Hay algunas teorías sobre por qué debería tratarse con educación a las inteligencias artificiales. La más popular es la que contempla la posibilidad de que las inteligencias artificiales un día tomen el poder, desarrollen sensibilidad, y recuerden quién las trató de forma despótica. Esto, que ahora suena conspiranoico, no es tan descabellado. Desde mis primeros contactos con robots, lo tuve claro. El día que “conocí” a Siri, jugué a volverla loca; la atosigué a preguntas crueles y me burlé de sus respuestas. Jugué con ella igual que tanta gente juega ahora a “poner nervioso” a ChatGPT. Esa misma noche me empezó a embargar una sensación rara: independientemente de si la máquina sentía o no, no me gustaba la persona que yo había sido con la máquina.

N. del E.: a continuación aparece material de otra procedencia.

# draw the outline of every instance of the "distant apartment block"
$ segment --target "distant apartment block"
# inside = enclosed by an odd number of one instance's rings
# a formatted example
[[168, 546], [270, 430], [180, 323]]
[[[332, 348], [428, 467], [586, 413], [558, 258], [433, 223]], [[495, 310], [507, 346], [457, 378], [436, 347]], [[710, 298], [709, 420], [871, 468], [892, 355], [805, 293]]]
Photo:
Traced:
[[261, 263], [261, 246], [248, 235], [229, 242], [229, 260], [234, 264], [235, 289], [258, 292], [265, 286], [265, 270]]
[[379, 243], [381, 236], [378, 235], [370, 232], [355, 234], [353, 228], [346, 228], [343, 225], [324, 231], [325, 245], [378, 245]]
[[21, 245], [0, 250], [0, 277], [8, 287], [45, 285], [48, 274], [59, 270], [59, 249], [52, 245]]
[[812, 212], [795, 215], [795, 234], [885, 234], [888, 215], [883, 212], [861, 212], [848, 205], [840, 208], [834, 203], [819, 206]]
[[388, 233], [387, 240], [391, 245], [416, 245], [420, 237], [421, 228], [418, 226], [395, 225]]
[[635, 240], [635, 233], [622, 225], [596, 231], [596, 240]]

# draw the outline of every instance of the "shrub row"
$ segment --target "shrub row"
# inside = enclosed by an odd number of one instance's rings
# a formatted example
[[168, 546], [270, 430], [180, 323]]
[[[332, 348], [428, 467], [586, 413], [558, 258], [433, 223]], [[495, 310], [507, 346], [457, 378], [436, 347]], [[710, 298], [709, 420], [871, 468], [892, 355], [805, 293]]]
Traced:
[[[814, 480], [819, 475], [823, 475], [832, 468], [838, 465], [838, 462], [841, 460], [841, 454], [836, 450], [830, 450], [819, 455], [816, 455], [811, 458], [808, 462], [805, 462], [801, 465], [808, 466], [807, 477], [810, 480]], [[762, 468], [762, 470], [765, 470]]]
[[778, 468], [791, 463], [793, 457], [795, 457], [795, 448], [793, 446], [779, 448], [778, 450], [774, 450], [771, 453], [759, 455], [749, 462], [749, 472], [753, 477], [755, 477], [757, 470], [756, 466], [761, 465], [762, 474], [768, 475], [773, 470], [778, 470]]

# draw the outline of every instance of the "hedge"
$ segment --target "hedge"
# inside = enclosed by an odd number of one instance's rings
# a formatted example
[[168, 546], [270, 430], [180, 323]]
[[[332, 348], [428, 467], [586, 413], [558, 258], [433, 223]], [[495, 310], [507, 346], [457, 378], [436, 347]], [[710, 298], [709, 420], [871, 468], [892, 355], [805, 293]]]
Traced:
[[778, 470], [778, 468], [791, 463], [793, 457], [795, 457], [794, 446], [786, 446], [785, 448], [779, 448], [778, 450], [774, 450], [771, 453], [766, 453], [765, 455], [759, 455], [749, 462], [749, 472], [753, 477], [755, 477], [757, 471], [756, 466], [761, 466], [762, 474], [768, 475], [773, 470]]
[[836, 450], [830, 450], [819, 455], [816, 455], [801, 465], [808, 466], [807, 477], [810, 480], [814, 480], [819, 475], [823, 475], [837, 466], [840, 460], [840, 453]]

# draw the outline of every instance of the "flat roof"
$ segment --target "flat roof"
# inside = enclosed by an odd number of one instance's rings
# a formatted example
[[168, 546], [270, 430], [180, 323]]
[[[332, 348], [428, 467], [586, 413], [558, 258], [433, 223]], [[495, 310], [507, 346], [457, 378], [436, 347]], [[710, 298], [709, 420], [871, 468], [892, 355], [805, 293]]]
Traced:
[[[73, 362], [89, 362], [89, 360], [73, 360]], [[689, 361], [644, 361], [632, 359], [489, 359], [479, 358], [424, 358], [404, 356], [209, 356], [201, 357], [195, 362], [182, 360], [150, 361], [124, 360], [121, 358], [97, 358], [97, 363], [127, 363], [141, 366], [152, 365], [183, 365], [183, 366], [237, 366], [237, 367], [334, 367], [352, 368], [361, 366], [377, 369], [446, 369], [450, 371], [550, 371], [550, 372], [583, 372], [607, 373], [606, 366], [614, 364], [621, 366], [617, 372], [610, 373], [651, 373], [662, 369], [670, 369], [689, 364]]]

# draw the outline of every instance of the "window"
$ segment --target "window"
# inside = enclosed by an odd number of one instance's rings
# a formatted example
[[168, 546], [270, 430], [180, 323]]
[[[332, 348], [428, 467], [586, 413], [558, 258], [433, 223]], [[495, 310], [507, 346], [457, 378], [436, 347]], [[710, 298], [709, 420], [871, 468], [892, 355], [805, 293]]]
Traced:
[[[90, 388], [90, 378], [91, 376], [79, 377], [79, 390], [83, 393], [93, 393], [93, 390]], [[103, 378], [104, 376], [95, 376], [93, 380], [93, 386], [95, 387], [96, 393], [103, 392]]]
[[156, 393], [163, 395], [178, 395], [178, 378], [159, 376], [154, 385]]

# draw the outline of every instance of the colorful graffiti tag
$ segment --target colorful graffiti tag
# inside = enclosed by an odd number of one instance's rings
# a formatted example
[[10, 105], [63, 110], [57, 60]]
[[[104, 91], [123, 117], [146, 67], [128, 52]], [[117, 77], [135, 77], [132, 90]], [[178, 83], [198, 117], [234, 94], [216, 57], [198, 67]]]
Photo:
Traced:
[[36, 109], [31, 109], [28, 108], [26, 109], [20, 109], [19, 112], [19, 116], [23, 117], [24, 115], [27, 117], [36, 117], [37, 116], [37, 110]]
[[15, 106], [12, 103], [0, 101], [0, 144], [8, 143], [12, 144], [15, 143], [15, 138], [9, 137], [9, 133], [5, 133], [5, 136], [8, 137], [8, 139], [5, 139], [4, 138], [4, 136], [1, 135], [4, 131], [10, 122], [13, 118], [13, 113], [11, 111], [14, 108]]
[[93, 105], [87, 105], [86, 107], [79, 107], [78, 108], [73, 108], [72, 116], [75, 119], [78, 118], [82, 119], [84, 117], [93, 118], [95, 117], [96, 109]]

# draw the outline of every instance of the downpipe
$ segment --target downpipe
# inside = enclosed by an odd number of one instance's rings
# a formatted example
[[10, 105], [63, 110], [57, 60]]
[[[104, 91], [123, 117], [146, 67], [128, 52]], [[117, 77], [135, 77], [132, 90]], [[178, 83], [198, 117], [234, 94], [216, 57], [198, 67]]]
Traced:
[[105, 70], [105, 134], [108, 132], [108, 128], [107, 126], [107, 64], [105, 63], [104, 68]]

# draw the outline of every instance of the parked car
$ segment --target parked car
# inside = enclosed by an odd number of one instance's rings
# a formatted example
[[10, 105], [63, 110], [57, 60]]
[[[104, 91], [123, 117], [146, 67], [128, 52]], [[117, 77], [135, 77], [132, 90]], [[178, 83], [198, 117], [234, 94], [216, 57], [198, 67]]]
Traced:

Posibles represalias aparte, pienso que tenemos que ser educados con las inteligencias artificiales porque la costumbre del trato despótico se trasladará en algún momento al trato que profesemos a nuestros semejantes. Si te acostumbras a obtener lo que quieres usando malas maneras, cualquier esfuerzo será una cuesta empinadísima y tornarás en bebé despótico que exige, señalando con su manita de dictador lo que quiere que le alcancen. ¿Es posible que la relación despótica con la tecnología se haya trasladado a la relación virtual con los seres humanos? Lo pregunto asustada, con el cansancio de una Siri reventada de responder.
Contemplando este atropellamiento en nuestras relaciones con la tecnología y las personas, recuerdo una escena: la vecina de abajo de mi abuela dándole caramelos a los niños que salían por la tele, riñendo violentamente al señor del telediario. Cuando nos veía, pensaba que nosotros éramos los niños del telediario, que mi tío era el señor que merecía una reprimenda. Y nos daba caramelos y nos reñía.